Explained Bouffant Productions’ Producer, Boris Vossgatter: “Our challenge was to find a treatment that would bring Buddy to life … in a distinct manner. The “Babe’ talking pig option, which synchronises the animal’s jaw movements with a voice-over, has been done several times already.
“We therefore opted for compositing a human mouth over the dog’s mouth, in conjunction with the special effects creators at Sinister Studios. We believed this technique would entertain the viewers and create a memorable ad.
“However, to make the technique work, we needed a dog that had a relatively flat snout and keeps its mouth closed. This was a big task for our animal wrangler, Julie Bezuidenhout, who found our Buddy after putting over 80 dogs through their paces. Eventually, she found our protagonist, a stud of a Boxer who could – at times – sit, keep his mouth shut and take direction at the same time!
“It was also a challenge for G-Stop, the casting agent, to identify the right actor to morph with Buddy as voice and lip movements were critical; they needed to be just right in order to maximise the humour.
“Fortunately, our chosen boxer proved a star on set; after just a week’s training he put in several fantastic performances. Lips and voice were filmed separately and then the two were combined at Sinister Studio.
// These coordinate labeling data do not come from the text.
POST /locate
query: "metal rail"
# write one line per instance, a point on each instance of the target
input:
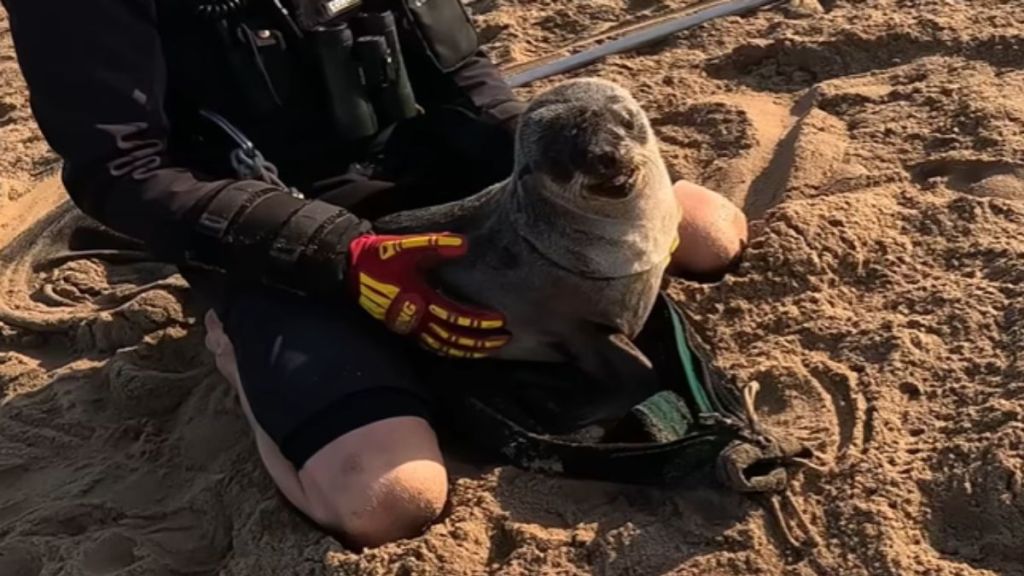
(636, 37)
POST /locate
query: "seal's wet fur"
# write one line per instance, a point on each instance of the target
(573, 245)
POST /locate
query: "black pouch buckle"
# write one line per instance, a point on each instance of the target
(444, 29)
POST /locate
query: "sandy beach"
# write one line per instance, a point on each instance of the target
(878, 148)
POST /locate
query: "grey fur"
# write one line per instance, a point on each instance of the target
(572, 246)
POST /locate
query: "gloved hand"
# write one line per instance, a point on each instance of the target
(386, 273)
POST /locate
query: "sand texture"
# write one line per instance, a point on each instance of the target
(879, 148)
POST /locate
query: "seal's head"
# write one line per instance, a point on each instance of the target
(590, 144)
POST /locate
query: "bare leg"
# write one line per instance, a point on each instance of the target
(379, 483)
(712, 235)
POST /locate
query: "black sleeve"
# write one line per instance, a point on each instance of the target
(446, 64)
(483, 84)
(96, 78)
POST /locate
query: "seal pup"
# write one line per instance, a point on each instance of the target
(573, 245)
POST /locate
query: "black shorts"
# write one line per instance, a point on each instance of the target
(312, 372)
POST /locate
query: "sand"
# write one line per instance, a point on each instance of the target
(879, 148)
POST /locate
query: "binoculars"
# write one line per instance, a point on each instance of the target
(360, 64)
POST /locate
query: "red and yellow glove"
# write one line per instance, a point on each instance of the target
(386, 273)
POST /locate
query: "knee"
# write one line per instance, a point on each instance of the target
(399, 504)
(378, 494)
(713, 233)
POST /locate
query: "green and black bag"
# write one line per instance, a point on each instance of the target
(536, 417)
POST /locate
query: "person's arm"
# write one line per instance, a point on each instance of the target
(96, 78)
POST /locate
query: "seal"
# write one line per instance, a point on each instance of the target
(573, 245)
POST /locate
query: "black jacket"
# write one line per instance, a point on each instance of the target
(115, 85)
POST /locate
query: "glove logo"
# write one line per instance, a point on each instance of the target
(409, 316)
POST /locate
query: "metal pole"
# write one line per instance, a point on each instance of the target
(637, 39)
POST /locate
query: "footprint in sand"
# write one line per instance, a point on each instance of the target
(111, 553)
(984, 178)
(19, 561)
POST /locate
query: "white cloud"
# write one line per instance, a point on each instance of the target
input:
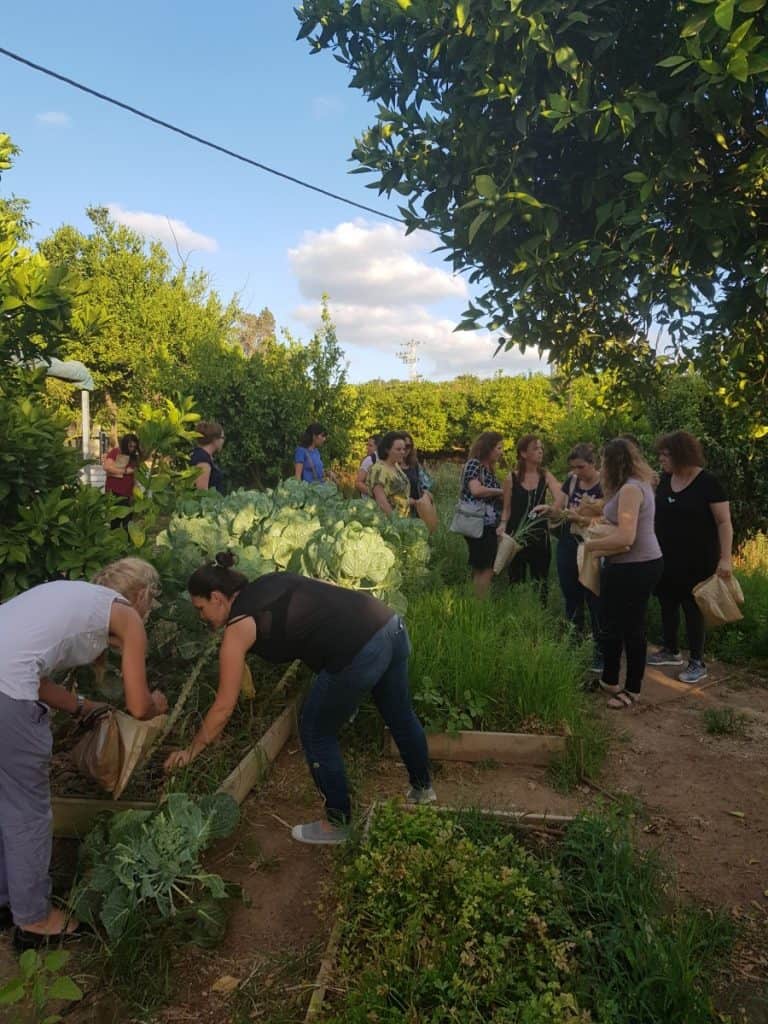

A daunting task but it works,’ he said.
Concluded Mackenzie: “Toyota SA is very cognisant of the fact that now is an opportune time to build share of voice, which should translate into market share once the economic recovery begins. However, given that budgets are finite, we couldn’t simply make more ads and air them more frequently. Instead, we opted to develop a creative thread – Buddy – that would have relevance for all Toyota brands and all its marketing requirements.
“Importantly for Toyota, Buddy can be extended to all parts of the business, and is an idea that spans all channels of communication. Of course, it is a pretty radical approach and a departure from Toyota’s historic marketing modus operandi, but we believe it will pay dividends in these rather unique – for the current generation of marketers and advertising professionals – trading conditions.’